One thing led to another, bless my heart, but the one thing that has remained true all this years is that B.J. is the brains behind this thing. He tells me what to write and I write it. Those nicknames, they’re all from B.J., even his own "Bandicoot Butt Burl the 16 foot tall Squirrel" moniker he’s so proud of he had it tattooed on his pet Pomeranian.

This PMFL wouldn’t work, however, without the Mafia members themselves. There’s Noah Covington, our District 1 county commissioner and the future governor of the great state of Georgia.

Also known fondly as the King of North Bryan, Covington is currently busy trying to figure out a way to get into the Oklahoma football team’s locker room to rub some icy hot on the Sooners’ collective jockstrap. We need that kind of leadership in Atlanta, I’m telling you.

And there’s the aforementioned Ernie "Navy Smurf" Mitchell, who sometimes wanders around Pembroke with a loaded water pistol in his pocket, so watch out. He may look harmless, but he has been known to bite if he hasn’t had his elevenses by 11:30.

Then there’s Anna Chafin, who is head of the Development Authority of Bryan County. She’s easily the most powerful woman in Bryan County and could crush me like a grape, yet apparently chooses to let me live. I say "apparently" because A), anytime the media goes anywhere near Anna and the DABC they go into executive session, so nobody knows anything for sure, and B) I’m still alive, apparently.

Then there’s none other than Pembroke Downtown Development Authority Director Alex Floyd, who I hear is likely on his way to higher office. Floyd, who wears brightly colored suspenders and enjoys nothing better than a good long nap at his desk to reruns of "HeeHaw," recently sent me a Christmas card which showed he’s looking to advance his political career. In fact, when my wife opened the card she said, "is he some politician," and I had to explain he was a member of the PMFL and a personal acquaintance.

I can’t blame her for the mistake, though. It was one of those cool homemade Christmas cards where they write to tell you all that’s happened to them this year. You know how they go.

"Hi from us, everyone’s had a wonderful year. Walter got voted best looking, funniest and most important at corporate for the third year in a row and Marci is so lucky to have earned enough in commissions from her award pottery and real estate practice for the family to afford a third home in the Bahamas! Dear Rocky is making all As in advanced nuclear chemistry at the Mercedes Academy for Important Youngsters and Elsbeth is being recruited by Yale. They came to her Upscale Acres Montessori pre-K and were just blown away with her crayon essay on ‘why I prefer paper nappies to cloth ones.’ And that was just in January. In February ….’"

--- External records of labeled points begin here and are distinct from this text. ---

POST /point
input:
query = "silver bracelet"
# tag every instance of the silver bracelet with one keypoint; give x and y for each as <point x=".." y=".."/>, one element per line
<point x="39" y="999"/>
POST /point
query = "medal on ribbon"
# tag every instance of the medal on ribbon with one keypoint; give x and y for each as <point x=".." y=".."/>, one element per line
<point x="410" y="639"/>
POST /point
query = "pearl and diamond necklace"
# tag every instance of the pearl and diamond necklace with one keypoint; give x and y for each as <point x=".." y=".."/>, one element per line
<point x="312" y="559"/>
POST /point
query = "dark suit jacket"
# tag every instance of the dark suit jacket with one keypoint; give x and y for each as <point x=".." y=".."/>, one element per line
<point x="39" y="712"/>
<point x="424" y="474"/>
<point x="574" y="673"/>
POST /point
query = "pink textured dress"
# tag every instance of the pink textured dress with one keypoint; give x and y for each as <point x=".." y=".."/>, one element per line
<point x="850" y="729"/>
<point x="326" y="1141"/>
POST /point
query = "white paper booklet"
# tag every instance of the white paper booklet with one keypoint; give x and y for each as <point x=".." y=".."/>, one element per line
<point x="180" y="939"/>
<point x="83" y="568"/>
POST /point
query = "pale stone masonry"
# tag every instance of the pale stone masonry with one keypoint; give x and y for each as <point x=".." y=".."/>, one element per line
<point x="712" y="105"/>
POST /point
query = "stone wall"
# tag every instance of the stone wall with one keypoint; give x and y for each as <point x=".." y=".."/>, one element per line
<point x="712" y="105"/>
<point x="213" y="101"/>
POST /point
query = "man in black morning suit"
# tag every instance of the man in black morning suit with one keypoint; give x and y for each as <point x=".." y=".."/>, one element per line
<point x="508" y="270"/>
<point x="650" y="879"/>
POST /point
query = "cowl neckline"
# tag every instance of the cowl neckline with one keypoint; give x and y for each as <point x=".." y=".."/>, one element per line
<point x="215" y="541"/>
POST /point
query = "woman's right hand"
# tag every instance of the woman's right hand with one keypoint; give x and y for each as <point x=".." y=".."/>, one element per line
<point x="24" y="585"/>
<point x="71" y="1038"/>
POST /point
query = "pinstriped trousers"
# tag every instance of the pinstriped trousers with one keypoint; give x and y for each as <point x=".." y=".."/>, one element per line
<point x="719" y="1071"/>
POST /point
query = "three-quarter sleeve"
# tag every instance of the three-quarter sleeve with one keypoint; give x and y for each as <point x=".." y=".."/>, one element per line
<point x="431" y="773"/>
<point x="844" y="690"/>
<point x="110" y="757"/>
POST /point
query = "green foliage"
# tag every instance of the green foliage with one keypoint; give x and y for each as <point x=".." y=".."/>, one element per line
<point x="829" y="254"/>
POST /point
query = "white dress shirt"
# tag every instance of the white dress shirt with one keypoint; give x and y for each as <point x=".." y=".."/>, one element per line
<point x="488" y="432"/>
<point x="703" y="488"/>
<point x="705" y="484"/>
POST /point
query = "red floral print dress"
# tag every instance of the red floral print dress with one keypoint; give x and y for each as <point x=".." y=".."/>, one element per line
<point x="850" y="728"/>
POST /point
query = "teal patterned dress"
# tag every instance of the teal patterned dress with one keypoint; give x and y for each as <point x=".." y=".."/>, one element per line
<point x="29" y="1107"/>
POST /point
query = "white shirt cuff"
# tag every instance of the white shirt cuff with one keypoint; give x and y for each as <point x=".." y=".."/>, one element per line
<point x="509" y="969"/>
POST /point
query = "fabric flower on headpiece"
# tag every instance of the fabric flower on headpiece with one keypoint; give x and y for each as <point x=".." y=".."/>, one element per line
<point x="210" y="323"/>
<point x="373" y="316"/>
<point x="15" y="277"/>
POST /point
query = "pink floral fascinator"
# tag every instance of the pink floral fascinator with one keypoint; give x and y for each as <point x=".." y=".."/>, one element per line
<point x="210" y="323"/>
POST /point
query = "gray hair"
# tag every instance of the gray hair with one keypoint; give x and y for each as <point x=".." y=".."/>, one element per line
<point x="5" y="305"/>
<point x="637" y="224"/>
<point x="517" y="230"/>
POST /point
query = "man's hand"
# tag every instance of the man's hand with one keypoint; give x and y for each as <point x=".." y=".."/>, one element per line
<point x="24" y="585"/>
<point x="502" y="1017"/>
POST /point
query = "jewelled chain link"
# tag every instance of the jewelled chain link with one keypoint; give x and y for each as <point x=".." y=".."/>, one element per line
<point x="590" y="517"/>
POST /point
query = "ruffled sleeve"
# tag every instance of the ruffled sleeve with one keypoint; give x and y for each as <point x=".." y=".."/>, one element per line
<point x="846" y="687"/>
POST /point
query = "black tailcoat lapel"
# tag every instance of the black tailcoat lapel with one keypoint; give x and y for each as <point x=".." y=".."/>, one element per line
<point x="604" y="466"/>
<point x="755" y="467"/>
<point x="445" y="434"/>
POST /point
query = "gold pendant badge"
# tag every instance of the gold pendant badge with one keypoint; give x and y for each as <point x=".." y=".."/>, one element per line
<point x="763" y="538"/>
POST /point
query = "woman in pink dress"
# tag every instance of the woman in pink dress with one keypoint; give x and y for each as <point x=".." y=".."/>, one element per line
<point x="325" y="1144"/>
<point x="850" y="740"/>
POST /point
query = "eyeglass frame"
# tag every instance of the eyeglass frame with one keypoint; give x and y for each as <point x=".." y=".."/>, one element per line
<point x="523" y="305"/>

And then there’s Trey Robertson. Trey, who is what is widely known in some circles as a ginger and thus likes to be called "Dashing Prince Harry of Black Creek," is assistant superintendent for plans and operations at Bryan County Schools.

He’s also the district-wide athletic director, which means he gets to pump up the inflatable tunnel the high school teams run through before football games. Sometimes, they even let him let the air out. Trey, I mean Dashing Prince Harry, gets such a kick out of the noise it makes he goes around for days making that same noise. And then there are Mike Clark and Mark Rogerson, both of whom are what in Pembroke Mafia circles are known as "made men," even though Mike likes country-rapper Cole Bryan’s so-called music and Mark, who still isn’t old enough to drive, listens to that purple dinosaur stuff. But still, be careful in their presence. They’re Georgia Southern fans. You know how they get.

Finally, there’s Bryan County News Assistant Editor Ted O’Neil. Ready Teddy is a Michigan State man and, at 6-foot-18, the tallest man in our office. He’s also almost the only man in our office these days - newspapering being a tough business.

Then, there’s me. The dude who writes down what BJ tells him.

Next week, we’ll get back to sports. This week, we in the PMFL just want to wish all of you a merry Christmas and a happy New Year. And, remember the reason for the season, drive safe, be nice to animals, kids and us old people and vote for Noah for governor.